Sensory Systems and Music
©Arlene R. Taylor PhD
Usually by the age of 5 or 6 (and sometimes much earlier, as often seems to be the case with kinesthetics), children begin to exhibit a preferred sensory system. That is, the type of sensory data that tends to register most quickly and intensely in one’s brain, often referred to as one’s sensory preference. The preference may be present at birth but in those early years the brain is learning at a fast pace, using all the sensory systems in an intense way that is rarely seen in adulthood. In some cases, the sensory preference may be exhibited by the child but not observed or picked up on by the parents and teachers.
Human beings tend to feel most comfortable, affirmed, understood, nurtured, and even loved when they receive sensory stimuli in their preferred sensory system. Naturally they tend to gravitate toward, and feel most comfortable in, environments that acknowledge and reward their sensory preference. The ideal is to know one's sensory preference and to build sufficient skills in all three systems so one can access any or all by choice, as required by the situation at hand.
A few people, perhaps 1 of every 100,000 individuals exhibit a human neurological phenomenon where there is a blending/coordinating of the senses in an unusual manner. This phenomenon known as synesthesia is more heightened in highly creative people and is associated with incredible powers of memory (perhaps due to multiple associations within the brain). Sometimes referred to as color hearing, synesthesia results when the senses become crossed and musical sound is shadowed by a colorful, formless, visual imagery, where sounds are subjectively perceived as sight (e.g., an individual may hear colors and see or taste sounds).
The five main senses are often grouped into three categories and referred to as the visual, auditory, and kinesthetic sensory systems. Large sample studies suggest that perhaps 60% of the population has a visual preference. Approximately 20% has an auditory preference and 20% has a kinesthetic preference. There are also sensory differences based on gender.
Visual Preference - 60%
Auditory Preference - 20%
Kinesthetic Preference - 20%
|More males than females when tallied by gender|
Who is best at taking data in through sight?
|More females than males when tallied by gender|
Who is best at taking data in through sound?
|Equal females and males when tallied by gender|
Who is best at taking data in via taste, touch, smell, and body position?
Decoding of Sensory Data
Decoding centers for the sensory systems are located in six of the eight lobes of the cerebrum, three in each hemisphere. They can receive and process up to 10 million bits of data per second:
• The two occipital lobes (related to sight)
• The two temporal lobes (related to sound)
• The two parietal lobes (related to kinesthesia)
Based on individual sensory preference, you may approach the study of music quite differently from others, and may find specific musical activities easier or more challenging to accomplish.

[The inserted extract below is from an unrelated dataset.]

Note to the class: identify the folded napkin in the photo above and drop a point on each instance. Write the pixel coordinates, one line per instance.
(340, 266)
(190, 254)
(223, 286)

The two occipital lobes interpret data related to sight. Approximately 60% of the population (more males than females) has a visual preference. This sensory system helps you recognize the signs and symbols that represent musical sounds (reading music).

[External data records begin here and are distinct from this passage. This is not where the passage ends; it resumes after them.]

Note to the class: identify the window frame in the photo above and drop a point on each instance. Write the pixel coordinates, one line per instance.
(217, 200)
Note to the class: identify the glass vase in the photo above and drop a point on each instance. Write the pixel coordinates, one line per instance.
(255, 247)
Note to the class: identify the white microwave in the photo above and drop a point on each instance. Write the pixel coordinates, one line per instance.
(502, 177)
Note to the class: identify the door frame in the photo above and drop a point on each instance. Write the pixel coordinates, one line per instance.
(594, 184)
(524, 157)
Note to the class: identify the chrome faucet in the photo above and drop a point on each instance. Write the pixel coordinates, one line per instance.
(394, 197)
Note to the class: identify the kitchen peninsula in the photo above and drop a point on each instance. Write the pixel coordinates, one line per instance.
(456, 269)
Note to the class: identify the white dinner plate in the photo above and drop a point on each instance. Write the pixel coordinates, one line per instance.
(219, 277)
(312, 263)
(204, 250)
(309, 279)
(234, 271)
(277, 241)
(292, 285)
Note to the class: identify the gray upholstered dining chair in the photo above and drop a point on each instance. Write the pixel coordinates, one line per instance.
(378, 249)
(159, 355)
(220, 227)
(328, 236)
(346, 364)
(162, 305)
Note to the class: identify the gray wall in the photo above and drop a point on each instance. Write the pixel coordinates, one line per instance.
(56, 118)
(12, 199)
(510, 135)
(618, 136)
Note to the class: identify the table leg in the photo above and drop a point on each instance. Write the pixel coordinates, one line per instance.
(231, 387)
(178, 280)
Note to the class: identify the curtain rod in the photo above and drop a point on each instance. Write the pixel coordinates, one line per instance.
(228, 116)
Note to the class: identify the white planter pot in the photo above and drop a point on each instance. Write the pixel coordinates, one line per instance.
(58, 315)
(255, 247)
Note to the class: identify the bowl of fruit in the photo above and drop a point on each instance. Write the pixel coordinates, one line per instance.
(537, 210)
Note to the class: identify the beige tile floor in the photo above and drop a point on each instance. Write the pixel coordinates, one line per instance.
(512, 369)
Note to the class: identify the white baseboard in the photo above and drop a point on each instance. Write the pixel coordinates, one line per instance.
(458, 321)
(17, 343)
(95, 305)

The occipital lobes are active when decoding visual data and during visual imaging. In combination with the frontal cortex, it enables you to maintain the image of an instrument in consciousness. Individuals with a visual preference may be inclined to memorize music by mentally seeing the notes on the page or by noticing musical patterns on the keyboard. They may find it easier to notate music legibly.
The two parietal lobes interpret data related to taste, touch, position sense, physical stimuli, and odors. In combination with the frontal cortex these portions of the brain enable you to hold onto position sense (e.g., the way in which you hold a musical instrument, maintain your position on the piano or organ bench). These neurons fire when decoding kinesthetic data and during movement imagery.
This sensory system also helps you to decode vibrations that beat against the skin and/or that are felt in the limbic system. Perhaps that was what Keats had in mind when he wrote, heard melodies are sweet but those unheard are sweeter. Incidentally, odors can trigger memories faster than any other type of sensory data. The nose is one synapse away from the amygdalae in the emotional brain that routes incoming sensory information to higher centers of association in the thinking brain.
Approximately 20% of the population has a kinesthetic preference. This system helps you manage your relative position to bounded shapes such as instruments, and to sense nuances of sound, including vibrations, and perhaps musical interpretation.
Individuals with a kinesthetic preference may gravitate toward tactile memorization (sensing positions of fingers, hands, and body, and how it feels to reproduce the music). They may use musculature to represent the music, modeling important features of musical patterns by means of physical memories (e.g., tap toes, “dance it out” from head to toe).
The two temporal lobes interpret data related to sounds that are heard. Approximately 20% of the population (more females than males) has an auditory preference. This system facilitates emphasis on tone color, pitch, and dynamics. It fires when decoding sounds and during auditory imaging. In combination with your frontal cortex it allows you to decode patterns of vibrations, and enables you to sustain musical anticipations for several seconds as you await their resolution.
Individuals with an auditory preference may tend to memorize by recalling the sound of the music, the intervals between notes, volume-of-sound differences, and the distinctive tones typical of the key signature(s). They may hum along with the music, or use the body as a resonator for the music, allowing himself/herself to be played as an instrument, as it were.